Church councils began to condemn the practice with growing frequency. The Council of Basel in 1431 officially forbade it, though the tradition proved difficult to stamp out. The 1445 letter from Paris shows that the hierarchy was losing its patience. The line between sanctioned fun and outright sacrilege was becoming too thin.
The final blow came with the Protestant Reformation in the 16th century. For reformers like Martin Luther and John Calvin, the Feast of Fools was not a quirky tradition; it was definitive proof of the corruption, decadence, and godlessness of the Catholic Church. In the face of such criticism, the Catholic Church itself, during its own Counter-Reformation, sought to clean house, promoting greater decorum, piety, and control. The wild, unpredictable Feast of Fools had no place in this new, more austere world.

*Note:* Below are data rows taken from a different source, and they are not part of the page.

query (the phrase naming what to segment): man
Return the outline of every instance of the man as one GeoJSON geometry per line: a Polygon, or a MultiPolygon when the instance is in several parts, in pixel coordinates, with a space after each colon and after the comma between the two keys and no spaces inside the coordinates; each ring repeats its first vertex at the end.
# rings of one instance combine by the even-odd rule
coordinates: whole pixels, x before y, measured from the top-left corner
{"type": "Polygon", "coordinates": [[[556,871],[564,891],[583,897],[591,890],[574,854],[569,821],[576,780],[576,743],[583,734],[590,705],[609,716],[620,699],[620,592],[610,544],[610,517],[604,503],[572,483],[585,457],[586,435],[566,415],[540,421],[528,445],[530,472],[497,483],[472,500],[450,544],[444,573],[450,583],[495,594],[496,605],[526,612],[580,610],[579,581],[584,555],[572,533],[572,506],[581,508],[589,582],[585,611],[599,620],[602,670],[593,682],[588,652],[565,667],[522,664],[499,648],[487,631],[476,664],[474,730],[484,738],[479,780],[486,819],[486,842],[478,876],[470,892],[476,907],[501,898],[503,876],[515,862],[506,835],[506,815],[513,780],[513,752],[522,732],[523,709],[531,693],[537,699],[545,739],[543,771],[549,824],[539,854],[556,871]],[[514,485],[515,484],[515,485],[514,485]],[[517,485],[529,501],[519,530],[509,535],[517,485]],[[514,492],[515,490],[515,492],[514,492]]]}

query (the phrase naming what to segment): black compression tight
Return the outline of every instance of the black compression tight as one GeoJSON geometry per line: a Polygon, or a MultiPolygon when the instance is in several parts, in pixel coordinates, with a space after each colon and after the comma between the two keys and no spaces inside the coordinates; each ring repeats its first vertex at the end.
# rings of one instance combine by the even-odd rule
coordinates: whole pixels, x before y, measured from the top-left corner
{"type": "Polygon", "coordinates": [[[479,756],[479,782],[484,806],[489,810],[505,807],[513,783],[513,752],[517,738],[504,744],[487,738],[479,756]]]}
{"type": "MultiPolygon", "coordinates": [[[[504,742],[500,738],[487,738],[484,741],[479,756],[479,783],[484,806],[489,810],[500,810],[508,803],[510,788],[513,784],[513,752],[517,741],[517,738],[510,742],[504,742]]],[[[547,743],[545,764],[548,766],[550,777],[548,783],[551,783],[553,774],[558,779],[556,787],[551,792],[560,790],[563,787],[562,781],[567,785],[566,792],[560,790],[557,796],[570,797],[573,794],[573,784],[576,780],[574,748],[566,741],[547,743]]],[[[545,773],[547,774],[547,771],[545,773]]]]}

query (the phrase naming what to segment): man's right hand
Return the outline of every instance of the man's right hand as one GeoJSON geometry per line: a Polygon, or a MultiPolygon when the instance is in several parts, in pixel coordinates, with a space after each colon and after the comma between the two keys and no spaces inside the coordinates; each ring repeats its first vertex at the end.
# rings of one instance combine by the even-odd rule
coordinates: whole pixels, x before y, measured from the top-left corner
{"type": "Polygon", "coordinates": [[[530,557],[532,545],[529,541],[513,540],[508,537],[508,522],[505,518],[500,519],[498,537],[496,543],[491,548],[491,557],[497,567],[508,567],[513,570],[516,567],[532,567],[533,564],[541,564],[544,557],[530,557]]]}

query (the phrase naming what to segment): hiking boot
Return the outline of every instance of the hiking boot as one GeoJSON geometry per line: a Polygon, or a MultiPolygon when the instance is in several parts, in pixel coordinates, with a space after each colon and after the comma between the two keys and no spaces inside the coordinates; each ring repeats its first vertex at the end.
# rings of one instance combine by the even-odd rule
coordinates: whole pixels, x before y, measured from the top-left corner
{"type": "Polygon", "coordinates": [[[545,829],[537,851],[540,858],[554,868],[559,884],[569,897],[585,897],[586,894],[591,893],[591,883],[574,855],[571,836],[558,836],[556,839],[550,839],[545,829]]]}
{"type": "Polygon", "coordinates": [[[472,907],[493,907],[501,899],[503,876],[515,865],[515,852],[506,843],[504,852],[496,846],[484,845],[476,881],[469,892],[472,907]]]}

By the end of the 16th century, the feast had largely vanished, surviving only in fragmented folk traditions. The sanctioned chaos was over. Yet, its memory serves as a vital reminder that the medieval world was not the monolithic, perpetually grim, and pious society it is often imagined to be. It was a place of complexity, contradiction, and profound human impulses, where for one wild day each year, even a fool could be king.